In some ways, the mould has been broken. Race riots did not erupt as the Barisan governments of the Pakatan states fell. The ghost of May 13th , and one of the bigger concerns about increased autonomy, may have been put to rest. It is now up to us to shape the democracy that is best suited for us.

6 comments:

Antares said...

Neat summary of the post-GE12 situation, kudos!

Malik Imtiaz Sarwar said...

Cheers, Antares

'Abidin said...

Can you clarify the point about sovereignty - was any amount sovereignty moved from the Rulers to the YDPA in 1957? Can the Rulers take back authority that they "ceded"?

And what are the legal options if a state desired independence? Would a unilateral declaration suffice? Or would federal mechanics still apply - either a decision by the Conference of Rulers or an Act of Parliament as with Singapore? Florida is forbidden to leave the USA, but the UK can leave the EU (supposedly).

And do you share an eminent professor's view that 31 August 1957 should not really be seen as "independence" since all but Penang and Malacca were technically sovereign nations in treaty with the British (where again, authority was "ceded")?

Malik Imtiaz Sarwar said...

'Abidin,

good questions.

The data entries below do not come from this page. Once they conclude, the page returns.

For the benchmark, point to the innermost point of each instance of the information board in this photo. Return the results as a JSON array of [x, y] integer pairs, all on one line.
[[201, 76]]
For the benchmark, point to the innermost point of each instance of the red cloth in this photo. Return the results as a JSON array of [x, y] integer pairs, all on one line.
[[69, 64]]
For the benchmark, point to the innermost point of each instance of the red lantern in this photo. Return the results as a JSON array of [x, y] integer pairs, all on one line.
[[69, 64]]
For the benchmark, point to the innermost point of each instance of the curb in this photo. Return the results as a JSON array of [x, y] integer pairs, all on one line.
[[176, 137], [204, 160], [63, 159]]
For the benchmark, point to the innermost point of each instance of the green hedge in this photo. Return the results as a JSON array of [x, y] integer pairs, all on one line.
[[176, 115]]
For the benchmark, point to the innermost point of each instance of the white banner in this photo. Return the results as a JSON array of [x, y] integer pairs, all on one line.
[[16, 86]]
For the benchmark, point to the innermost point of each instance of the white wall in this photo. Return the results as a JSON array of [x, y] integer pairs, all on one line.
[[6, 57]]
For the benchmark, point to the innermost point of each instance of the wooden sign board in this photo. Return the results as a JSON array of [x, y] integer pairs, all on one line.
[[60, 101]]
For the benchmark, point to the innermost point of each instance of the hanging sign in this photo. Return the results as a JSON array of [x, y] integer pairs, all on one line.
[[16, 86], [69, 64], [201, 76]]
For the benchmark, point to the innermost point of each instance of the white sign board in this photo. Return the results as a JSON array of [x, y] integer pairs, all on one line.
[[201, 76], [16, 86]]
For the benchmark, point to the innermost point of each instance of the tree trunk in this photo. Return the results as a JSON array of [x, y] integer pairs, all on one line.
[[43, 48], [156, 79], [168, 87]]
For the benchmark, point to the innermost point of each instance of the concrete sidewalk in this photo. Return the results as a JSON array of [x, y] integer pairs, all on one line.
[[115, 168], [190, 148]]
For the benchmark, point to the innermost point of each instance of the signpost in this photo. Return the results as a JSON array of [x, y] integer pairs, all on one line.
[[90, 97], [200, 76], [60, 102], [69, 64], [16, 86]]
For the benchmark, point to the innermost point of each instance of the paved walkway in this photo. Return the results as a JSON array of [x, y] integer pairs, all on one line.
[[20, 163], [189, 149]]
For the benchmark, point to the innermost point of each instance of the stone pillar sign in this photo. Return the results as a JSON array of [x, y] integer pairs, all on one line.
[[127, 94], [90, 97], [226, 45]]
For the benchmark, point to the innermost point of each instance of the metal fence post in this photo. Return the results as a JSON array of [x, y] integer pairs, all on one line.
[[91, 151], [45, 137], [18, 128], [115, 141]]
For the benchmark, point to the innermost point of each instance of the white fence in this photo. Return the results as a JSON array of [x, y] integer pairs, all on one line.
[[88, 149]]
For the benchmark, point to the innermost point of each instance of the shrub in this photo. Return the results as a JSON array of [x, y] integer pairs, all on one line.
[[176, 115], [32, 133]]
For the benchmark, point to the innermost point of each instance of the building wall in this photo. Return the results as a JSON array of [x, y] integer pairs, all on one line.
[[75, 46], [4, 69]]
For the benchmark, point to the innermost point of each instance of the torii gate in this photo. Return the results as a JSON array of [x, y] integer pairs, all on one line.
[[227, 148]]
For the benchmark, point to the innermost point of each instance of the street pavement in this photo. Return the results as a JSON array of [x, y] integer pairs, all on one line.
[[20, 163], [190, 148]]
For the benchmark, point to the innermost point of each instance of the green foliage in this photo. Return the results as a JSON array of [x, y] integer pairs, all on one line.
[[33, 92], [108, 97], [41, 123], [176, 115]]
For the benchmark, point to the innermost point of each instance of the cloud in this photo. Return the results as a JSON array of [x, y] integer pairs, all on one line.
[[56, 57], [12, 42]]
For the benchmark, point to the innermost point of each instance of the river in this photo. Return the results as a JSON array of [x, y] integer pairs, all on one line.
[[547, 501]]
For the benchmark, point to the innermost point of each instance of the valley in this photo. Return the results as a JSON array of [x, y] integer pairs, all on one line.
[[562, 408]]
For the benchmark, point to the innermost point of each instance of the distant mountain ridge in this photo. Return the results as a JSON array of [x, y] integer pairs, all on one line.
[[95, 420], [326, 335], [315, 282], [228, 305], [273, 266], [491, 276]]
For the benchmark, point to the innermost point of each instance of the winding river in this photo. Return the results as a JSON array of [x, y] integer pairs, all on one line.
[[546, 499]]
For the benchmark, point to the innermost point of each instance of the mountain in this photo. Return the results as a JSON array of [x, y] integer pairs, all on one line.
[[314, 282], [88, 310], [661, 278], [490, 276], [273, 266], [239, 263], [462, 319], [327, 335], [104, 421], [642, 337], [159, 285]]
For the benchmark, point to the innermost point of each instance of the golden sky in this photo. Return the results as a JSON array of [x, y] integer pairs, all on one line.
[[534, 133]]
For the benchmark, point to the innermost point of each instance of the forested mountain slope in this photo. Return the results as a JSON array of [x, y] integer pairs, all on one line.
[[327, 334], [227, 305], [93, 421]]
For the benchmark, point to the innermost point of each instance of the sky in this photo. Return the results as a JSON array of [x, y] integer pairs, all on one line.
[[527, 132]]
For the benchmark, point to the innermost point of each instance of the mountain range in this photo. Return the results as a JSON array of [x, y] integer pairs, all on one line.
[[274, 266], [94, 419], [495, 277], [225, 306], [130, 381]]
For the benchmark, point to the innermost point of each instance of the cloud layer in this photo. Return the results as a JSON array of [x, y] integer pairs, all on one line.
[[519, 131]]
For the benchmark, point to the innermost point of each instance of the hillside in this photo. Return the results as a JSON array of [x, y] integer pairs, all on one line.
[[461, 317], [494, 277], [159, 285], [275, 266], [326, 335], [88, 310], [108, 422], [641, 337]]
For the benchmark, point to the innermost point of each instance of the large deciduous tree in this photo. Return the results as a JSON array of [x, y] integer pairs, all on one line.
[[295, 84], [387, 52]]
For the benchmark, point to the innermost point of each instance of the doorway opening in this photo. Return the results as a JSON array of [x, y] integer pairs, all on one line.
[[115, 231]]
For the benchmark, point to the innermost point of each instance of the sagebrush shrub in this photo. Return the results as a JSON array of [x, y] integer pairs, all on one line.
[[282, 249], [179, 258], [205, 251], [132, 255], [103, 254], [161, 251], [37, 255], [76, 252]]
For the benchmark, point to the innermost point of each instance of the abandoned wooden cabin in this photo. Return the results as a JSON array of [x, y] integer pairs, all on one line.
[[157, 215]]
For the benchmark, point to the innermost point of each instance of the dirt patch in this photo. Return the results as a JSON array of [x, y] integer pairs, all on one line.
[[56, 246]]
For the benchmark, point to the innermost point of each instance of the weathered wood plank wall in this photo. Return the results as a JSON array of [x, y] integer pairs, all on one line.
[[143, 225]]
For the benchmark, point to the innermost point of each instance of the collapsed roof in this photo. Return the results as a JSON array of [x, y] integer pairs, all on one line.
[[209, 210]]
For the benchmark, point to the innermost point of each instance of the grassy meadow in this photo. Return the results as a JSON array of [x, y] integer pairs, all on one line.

Give me a bit of time to think about it.

donplaypuks said...

Kissinger once posed a dinner-table question to Deng Xiaoping i.e. 'What do you think of the French Revolution?'

Deng's reply was classic. 'It's too early to tell' he whispered inscrutably!

I think we are still groping for the answers to the GE 2008 debacle.The dust has still not settled down for us to take an intelligent stab at the whys & wherefores.

Was it Anwar? the bloggers? Hindraf? Zakaria Matderos? Toyo? Sleeping on the job? 4th Floor? Nazri? Limgamgate RCI? UMNO arrogance? Kerismudin? Pandemic corruption and cronyism? Raja Petra? Rising inflation and widening of the gap between haves and have nots?

But rarely do peaceful revolutions just happen; certainly not those with a Tsunami-like impact. We could go on and on, but my ten cents worth?

It's too early to tell!

Sharing said...

In Search of What and How can this country be Changed?
===================================
GE11 got ABBW because he promised a "Big" change with efficient Government, Anti-corruption....!

GE12 got PR because more People (but not all) know ABBW and UNMO had dragged the necessary Change or even worsen the situation! And, PR had proposed some Changes!

But PR hidden the fact that without half the Parliament Seats or even 2/3, changes are very very difficult!
PR thought frogging could give an outlet!
But is frogging because of wanting to head for the Good of all?
Or more for personal benefits?

Even with People Declaration, but without a clear understanding of How to be achieved, the risk of deviation or dividing will still be there.

If Malik can speak more on Constitution Reform including Parliament Reform, I believe this will help much more, including the procedures and conditions required.